Successor to Hrubesch: Hrubesch’s successor Wück starts with enthusiasm

“Women’s football, men’s football – it’s one football!” The statement by national player Lena Oberdorf was once the football slogan of the year. Now Christian Wück wants to prove this as the new head coach.

Christian Wück had not yet been properly introduced as the new national coach when the lights went out in the press room of the German Football Association. The 51-year-old successor to Horst Hrubesch accepted it with a smile. Equipped with a contract until the end of 2026, he is taking on his first job as head coach of a women’s team. “I do believe that the differences are not that great. We play on green grass. We want to score goals,” said Wück.

USA, England and Spain are the benchmark

“Christian has shown that he can win titles,” said DFB sports director Nia Künzer at Wück’s presentation on the DFB campus in Frankfurt/Main – exactly two weeks after the women’s football team won bronze at the Olympics. The former Bundesliga striker, who played for 1. FC Nuremberg and Karlsruher SC, among others, led the men’s U17 team to European and World Cup triumphs last year. Now Wück wants to establish the German women, who suffered a debacle at the 2023 World Cup in Australia, among the world’s elite.

“The three teams we want to compare ourselves with are the ones that are still ahead of us,” explained the Lower Franconian from Gänheim, looking at the world rankings. The DFB team is currently ranked fourth behind Olympic champions USA, European champions England and world champions Spain.

Contract does not run until the next World Cup

Wück will also make his debut against England on October 25 in a friendly match at London’s Wembley Stadium. His first home game will follow three days later in Duisburg against Australia. The next major tournament for the DFB selection is the European Championship in Switzerland next summer, and the next World Cup will take place in Brazil in 2027 – after Wück’s contract ends.

“I am delighted that I have been given the trust,” said Wück, “it is a great honour for me to now be able to train a women’s national team.” He believes that there is “an incredible amount of potential” in the team. The foundation has been laid, the potential is definitely there to be successful in the future: “We want to work on details, develop further as players.”

Meinert and Bartusiak co-coaches

Wück is supported by two successful female footballers: Maren Meinert (51), 2003 world champion and successful youth coach, and Saskia Bartusiak (41), 2007 world champion and 2016 Olympic champion, are the new assistants. Michael Fuchs will remain goalkeeping coach, as he was under former national coach Martina Voss-Tecklenburg and under Hrubesch.

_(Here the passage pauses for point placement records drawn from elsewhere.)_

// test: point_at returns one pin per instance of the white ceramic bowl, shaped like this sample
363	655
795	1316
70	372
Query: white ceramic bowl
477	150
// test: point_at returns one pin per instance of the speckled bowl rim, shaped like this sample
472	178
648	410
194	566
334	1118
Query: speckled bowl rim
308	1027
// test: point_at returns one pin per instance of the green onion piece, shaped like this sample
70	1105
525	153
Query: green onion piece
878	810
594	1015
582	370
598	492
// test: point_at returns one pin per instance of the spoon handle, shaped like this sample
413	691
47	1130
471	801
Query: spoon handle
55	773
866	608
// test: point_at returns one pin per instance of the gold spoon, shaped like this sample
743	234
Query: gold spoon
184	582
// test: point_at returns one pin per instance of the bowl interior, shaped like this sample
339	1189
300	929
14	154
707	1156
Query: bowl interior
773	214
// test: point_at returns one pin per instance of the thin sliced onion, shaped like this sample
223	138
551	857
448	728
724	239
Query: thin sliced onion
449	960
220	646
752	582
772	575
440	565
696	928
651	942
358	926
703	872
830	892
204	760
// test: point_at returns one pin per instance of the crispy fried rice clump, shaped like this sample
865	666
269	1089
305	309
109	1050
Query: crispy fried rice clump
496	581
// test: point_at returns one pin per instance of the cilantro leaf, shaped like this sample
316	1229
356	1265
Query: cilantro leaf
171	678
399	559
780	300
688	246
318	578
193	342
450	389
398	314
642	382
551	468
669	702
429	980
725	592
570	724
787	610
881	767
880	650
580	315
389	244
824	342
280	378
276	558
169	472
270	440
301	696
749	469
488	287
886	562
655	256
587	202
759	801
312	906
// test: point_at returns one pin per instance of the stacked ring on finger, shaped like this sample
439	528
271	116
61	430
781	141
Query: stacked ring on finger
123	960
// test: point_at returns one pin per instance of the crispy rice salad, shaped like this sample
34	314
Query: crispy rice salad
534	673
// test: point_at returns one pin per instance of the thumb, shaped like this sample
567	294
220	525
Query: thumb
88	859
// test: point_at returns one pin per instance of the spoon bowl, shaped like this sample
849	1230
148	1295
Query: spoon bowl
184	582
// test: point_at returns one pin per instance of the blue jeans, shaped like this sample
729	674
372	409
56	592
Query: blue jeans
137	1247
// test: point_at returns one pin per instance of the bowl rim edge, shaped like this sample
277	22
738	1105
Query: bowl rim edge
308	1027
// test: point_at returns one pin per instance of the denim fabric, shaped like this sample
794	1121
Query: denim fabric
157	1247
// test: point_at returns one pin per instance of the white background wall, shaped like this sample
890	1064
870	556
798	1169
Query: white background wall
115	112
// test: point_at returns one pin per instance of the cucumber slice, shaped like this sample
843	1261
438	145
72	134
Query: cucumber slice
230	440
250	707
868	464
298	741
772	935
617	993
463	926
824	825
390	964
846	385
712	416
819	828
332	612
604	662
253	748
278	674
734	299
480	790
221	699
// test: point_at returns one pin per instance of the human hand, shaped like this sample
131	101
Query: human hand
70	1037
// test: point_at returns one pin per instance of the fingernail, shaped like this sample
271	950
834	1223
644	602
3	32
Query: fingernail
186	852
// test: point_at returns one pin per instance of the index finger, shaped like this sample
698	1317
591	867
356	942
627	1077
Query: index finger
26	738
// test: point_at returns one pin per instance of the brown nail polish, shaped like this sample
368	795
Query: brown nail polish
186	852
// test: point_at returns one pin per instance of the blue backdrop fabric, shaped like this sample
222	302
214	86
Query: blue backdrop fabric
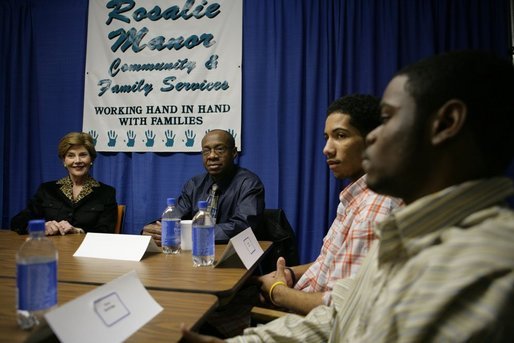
298	56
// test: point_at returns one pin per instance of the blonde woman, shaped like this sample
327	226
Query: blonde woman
76	203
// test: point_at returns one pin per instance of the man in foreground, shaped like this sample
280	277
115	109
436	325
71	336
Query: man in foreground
443	266
236	195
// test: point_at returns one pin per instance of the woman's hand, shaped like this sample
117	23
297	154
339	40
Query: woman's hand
53	227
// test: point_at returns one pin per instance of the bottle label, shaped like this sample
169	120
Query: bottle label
203	241
36	285
170	235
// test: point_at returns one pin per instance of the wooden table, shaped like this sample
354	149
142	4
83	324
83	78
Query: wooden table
178	307
156	270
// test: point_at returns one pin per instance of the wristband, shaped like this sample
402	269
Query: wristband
293	276
272	288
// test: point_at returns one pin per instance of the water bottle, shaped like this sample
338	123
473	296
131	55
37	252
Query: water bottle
36	277
203	237
170	236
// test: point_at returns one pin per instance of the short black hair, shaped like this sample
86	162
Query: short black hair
482	81
363	109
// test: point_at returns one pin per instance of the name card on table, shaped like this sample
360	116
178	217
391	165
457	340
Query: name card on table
116	247
109	313
242	249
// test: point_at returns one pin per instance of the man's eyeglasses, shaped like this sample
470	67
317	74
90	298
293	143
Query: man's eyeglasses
219	150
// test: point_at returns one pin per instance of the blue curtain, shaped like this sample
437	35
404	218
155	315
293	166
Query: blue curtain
298	56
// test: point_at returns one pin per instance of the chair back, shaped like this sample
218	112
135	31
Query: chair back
118	228
276	228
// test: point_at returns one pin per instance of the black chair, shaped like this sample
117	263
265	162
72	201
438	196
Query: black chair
275	227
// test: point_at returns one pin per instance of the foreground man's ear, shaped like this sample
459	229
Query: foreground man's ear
448	121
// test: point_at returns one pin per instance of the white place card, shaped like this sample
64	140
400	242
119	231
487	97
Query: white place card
244	248
115	246
109	313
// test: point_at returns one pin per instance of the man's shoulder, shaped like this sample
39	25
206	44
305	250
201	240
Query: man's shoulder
359	195
246	173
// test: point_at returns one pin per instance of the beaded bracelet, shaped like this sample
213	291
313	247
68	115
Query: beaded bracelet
293	276
271	291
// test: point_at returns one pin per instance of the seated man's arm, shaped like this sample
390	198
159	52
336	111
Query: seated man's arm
247	207
284	295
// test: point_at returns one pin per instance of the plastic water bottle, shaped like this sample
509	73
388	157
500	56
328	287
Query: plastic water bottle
36	276
170	235
203	237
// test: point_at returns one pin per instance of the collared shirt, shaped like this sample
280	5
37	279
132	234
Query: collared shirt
442	270
240	203
349	238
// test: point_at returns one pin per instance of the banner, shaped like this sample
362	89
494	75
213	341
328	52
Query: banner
161	73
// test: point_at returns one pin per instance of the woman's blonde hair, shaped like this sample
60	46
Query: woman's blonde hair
76	138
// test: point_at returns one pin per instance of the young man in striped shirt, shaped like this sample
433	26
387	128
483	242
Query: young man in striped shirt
349	120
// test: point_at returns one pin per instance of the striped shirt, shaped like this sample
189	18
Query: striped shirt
442	270
349	238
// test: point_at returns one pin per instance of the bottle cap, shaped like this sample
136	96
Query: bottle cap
36	225
202	204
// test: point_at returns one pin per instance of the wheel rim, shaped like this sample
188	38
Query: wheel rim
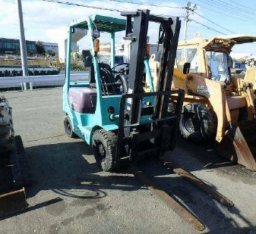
101	153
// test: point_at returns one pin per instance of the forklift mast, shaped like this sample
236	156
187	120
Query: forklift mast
136	31
146	125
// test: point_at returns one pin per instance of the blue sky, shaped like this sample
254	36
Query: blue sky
47	21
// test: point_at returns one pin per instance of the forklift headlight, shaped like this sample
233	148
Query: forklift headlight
111	110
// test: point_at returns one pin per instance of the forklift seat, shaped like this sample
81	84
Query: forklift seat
82	100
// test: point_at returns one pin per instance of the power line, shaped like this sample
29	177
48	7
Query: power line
209	20
208	27
116	10
148	4
81	5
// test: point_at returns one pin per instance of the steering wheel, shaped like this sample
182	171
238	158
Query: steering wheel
122	68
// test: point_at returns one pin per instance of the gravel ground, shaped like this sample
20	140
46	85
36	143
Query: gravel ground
70	195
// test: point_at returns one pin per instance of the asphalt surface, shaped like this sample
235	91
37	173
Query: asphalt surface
70	195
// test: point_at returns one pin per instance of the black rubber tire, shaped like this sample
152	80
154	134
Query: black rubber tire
197	123
68	128
20	170
104	145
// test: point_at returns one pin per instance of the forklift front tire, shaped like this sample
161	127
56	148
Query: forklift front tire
68	128
104	145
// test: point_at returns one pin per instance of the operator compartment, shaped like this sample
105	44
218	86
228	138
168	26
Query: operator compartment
82	100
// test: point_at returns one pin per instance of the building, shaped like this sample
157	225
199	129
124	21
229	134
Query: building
12	47
51	48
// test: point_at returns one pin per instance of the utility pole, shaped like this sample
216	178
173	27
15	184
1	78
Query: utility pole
23	47
190	8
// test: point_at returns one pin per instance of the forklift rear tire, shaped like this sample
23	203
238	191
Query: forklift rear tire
68	128
104	145
197	123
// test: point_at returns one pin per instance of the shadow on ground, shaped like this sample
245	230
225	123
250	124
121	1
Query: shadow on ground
64	167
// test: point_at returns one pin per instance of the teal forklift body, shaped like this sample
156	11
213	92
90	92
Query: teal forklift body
84	124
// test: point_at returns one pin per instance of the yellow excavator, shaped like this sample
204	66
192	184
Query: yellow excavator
216	105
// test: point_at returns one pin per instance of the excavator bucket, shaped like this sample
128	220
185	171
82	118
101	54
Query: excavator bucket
239	144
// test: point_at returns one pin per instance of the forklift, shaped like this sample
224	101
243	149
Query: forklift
123	123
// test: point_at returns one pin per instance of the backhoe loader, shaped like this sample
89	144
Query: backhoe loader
216	104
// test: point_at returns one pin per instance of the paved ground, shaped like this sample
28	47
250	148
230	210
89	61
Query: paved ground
70	194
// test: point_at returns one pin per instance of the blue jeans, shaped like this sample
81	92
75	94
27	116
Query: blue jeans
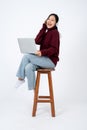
28	66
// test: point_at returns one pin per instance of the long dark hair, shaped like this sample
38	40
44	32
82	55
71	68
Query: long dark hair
56	17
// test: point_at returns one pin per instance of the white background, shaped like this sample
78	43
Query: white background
24	18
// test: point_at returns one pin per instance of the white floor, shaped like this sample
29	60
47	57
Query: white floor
16	113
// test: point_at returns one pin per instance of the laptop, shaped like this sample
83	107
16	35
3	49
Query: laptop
27	45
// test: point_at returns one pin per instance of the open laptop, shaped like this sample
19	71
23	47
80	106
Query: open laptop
27	45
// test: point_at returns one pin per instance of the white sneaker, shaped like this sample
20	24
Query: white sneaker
19	83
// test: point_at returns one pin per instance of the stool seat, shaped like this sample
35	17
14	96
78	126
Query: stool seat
45	70
46	98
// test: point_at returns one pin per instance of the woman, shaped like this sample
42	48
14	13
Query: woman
46	57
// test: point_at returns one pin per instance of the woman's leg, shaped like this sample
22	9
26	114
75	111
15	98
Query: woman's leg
29	64
30	74
41	61
21	70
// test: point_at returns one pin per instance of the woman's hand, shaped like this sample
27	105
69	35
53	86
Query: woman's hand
38	53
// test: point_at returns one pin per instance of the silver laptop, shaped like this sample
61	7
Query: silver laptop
27	45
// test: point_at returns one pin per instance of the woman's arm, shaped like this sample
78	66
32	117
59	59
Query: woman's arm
41	34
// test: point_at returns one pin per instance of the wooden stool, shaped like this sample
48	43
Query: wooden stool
47	99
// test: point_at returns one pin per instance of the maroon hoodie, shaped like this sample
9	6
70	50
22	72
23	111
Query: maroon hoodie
49	42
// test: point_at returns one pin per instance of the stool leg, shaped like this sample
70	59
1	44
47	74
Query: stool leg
36	94
51	94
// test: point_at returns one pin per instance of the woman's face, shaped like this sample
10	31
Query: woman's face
51	21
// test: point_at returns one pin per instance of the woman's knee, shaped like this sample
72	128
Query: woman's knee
30	67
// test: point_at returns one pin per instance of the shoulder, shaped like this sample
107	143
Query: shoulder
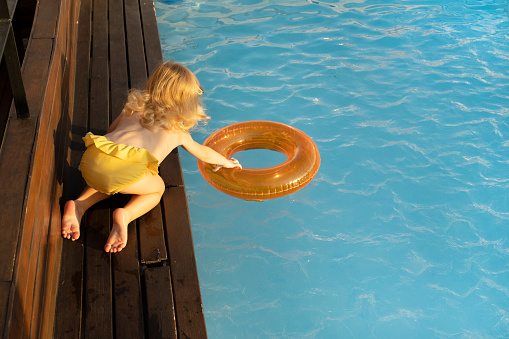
184	138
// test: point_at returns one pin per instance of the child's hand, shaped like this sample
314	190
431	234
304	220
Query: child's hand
232	163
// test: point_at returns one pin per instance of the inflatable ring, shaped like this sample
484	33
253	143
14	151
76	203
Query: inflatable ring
266	183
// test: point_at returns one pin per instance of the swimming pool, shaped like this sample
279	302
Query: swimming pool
403	232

Wück left it open as to who would be between the posts for the DFB women’s team in the future. “For me there are two number ones,” he said. Hrubesch had benched long-time regular goalkeeper Merle Frohms from VfL Wolfsburg at the Summer Games and enabled Ann-Katrin Berger from the US club NJ/NY Gotham FC to have a spectacular tournament.

“To put it quite clearly: It was a decision by Horst Hrubesch,” said the 51-year-old Wück, while praising Berger’s contribution to the Olympic bronze. She saved a penalty in injury time in the match for third place and thus also saved Germany’s 1-0 victory against Spain.

New chance for goalkeeper Merle Frohms

“But Merle Frohms is just as number one for me. We will of course analyse the whole thing,” said Wück. At the Olympics, he watched all of the German games on site, except for the quarter-final against Canada, but stayed away from the national team.

The new head coach did not reveal anything about the future of captain Alexandra Popp (33) and defensive leader Marina Hegering (34). The VfL Wolfsburg players had left it open after the Olympics whether they would continue their international careers. “I know where the trend is heading,” said Wück and told the media representatives: “Keep speculating.”